Abstract: In his latest book, Maurice Naftalin takes us on a journey of discovery as we learn with him how Lambdas and Streams work in Java 8.
Welcome to the 224th issue of The Java(tm) Specialists' Newsletter, sent from the stunning Island of Crete. Last week I was in Paris with my partners Zenika, teaching their engineers how to present my Design Patterns Course. Thus if you would like it in French or even Italian, Zenika will be able to help you. On the Monday before the course, I got in slightly too late for lunch and too early for supper. In typical Parisian fashion, all the restaurants in my area were closed. I thus had a small snack and then went out for a run. If you've ever seen Forest Gump, you can imagine what happened next. It took me a while to get my bearings, but eventually I was crisscrossing the Seine river, completely mesmerized by the beauty of the place. After a while, I thought the Eiffel Tower didn't look too far away (hint: it is tall and it looks close from many places in Paris), so I kept on running. "Run Forest run!" Eventually I did a total of 15.6km, which for someone of my size felt like quite an achievement. By the time I got back and met up with my friend Kirk Pepperdine, yeah, the restaurants had stopped serving food. Gotta love the French!

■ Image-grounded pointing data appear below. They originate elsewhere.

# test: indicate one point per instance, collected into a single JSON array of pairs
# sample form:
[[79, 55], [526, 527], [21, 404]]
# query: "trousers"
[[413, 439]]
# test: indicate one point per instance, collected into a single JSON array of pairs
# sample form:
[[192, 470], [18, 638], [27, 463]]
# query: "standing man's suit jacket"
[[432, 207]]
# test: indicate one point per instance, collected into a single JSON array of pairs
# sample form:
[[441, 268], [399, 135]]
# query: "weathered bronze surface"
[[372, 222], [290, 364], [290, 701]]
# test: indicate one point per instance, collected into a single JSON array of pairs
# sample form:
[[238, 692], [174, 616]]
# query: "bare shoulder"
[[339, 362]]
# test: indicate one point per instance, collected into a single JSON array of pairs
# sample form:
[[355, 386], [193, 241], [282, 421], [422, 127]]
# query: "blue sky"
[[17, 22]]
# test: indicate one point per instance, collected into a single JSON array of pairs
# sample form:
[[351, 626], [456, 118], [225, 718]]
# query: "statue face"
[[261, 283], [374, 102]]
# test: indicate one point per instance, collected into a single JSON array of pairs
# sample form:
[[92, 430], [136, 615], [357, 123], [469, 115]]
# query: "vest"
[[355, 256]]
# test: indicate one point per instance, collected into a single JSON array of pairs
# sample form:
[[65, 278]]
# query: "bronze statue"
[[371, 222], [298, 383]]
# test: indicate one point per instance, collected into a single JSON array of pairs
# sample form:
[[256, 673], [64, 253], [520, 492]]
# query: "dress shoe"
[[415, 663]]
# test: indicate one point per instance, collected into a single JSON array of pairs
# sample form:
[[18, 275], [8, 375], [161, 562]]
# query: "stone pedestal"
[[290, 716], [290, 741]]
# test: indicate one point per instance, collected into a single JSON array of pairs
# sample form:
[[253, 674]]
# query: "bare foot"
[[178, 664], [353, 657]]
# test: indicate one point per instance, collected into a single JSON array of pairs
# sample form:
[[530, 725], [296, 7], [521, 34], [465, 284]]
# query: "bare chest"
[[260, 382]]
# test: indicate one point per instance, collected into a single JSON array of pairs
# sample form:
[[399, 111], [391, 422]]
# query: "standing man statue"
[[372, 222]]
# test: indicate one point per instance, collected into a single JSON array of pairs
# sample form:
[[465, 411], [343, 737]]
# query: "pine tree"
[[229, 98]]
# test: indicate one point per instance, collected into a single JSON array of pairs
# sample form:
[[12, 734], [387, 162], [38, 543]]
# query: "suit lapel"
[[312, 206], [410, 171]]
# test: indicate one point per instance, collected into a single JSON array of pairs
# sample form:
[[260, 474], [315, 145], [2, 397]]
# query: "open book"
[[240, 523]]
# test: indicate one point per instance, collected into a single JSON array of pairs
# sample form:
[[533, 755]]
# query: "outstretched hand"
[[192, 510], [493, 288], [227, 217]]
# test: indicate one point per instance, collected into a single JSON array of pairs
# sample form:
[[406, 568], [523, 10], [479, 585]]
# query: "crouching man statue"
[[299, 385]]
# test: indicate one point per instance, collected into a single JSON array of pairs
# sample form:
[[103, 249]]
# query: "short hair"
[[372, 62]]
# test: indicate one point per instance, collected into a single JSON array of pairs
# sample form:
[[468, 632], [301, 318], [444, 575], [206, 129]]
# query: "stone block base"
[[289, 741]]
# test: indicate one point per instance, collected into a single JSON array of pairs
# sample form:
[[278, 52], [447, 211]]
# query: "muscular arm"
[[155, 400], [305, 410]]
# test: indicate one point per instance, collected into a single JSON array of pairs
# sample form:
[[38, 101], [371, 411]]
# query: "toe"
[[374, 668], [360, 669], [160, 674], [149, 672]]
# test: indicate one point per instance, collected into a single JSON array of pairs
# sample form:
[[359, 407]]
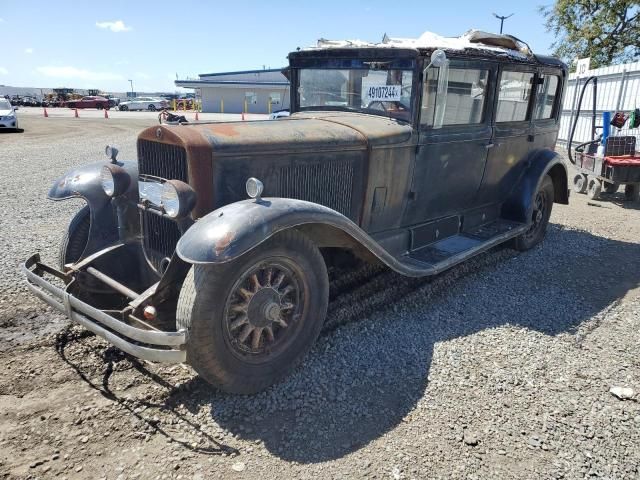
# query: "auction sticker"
[[383, 93]]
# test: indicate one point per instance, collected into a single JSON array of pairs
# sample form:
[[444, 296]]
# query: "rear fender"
[[230, 231], [519, 204], [84, 182]]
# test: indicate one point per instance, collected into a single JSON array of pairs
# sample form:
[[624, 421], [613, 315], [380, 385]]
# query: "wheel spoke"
[[280, 321], [276, 283], [246, 331], [245, 293], [238, 322], [242, 308], [255, 340], [286, 306], [255, 282], [287, 290], [269, 332]]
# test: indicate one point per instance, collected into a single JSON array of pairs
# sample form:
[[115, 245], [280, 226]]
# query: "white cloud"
[[116, 26], [77, 73]]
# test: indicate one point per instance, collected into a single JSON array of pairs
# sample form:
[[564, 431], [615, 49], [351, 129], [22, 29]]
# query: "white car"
[[144, 103], [279, 114], [8, 117]]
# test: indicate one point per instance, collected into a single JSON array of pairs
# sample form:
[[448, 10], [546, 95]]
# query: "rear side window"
[[513, 96], [546, 96], [465, 99]]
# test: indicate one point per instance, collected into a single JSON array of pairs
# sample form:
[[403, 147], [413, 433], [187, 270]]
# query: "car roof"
[[474, 44]]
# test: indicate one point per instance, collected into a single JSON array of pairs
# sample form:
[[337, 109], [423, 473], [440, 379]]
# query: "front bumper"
[[147, 344], [8, 122]]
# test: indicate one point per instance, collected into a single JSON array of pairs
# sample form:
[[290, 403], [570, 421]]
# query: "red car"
[[89, 102]]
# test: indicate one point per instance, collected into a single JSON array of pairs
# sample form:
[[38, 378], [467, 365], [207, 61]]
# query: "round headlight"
[[178, 198], [254, 187], [115, 180]]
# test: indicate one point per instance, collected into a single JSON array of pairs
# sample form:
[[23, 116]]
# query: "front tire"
[[542, 205], [75, 238], [250, 321], [632, 192]]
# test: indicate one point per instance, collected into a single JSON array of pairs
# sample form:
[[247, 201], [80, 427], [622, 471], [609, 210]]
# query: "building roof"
[[227, 83], [240, 72]]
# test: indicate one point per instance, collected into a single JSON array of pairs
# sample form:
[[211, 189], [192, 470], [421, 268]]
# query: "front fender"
[[234, 229], [84, 182], [519, 204]]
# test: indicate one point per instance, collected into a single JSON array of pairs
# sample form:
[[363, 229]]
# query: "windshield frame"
[[356, 59]]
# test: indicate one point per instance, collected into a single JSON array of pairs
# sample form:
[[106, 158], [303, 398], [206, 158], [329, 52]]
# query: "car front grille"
[[328, 183], [160, 234], [162, 160], [160, 237]]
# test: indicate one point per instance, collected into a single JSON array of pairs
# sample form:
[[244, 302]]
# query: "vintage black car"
[[416, 154]]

javaspecialists.teachable.com: Please visit our new self-study course catalog to see how you can upskill your Java knowledge.
Maurice Naftalin is a dear friend of mine. Even though my name does not appear anywhere in the text, he wrote "It's all your fault!" in the autographed copy that he gifted me over breakfast at Canary Wharf.
And he's not entirely wrong. A couple of years prior, Maurice told me that he was thinking of writing a 2nd edition of his Java Generics and Collections [ISBN 0596527756] book to include lambdas and streams. Or perhaps a book on lambdas by themselves. He wasn't sure. I suggested that he should start by writing a Lambda FAQ in a similar vein to Angelika Langer's excellent Generics FAQ. This would have two purposes. First off, he could contribute something useful to society at large. This he certainly did. Due to his efforts, Maurice is now one of the newest Oracle Java Champions. Secondly, he could scope out the volume of material to see if there was enough in there to write a book.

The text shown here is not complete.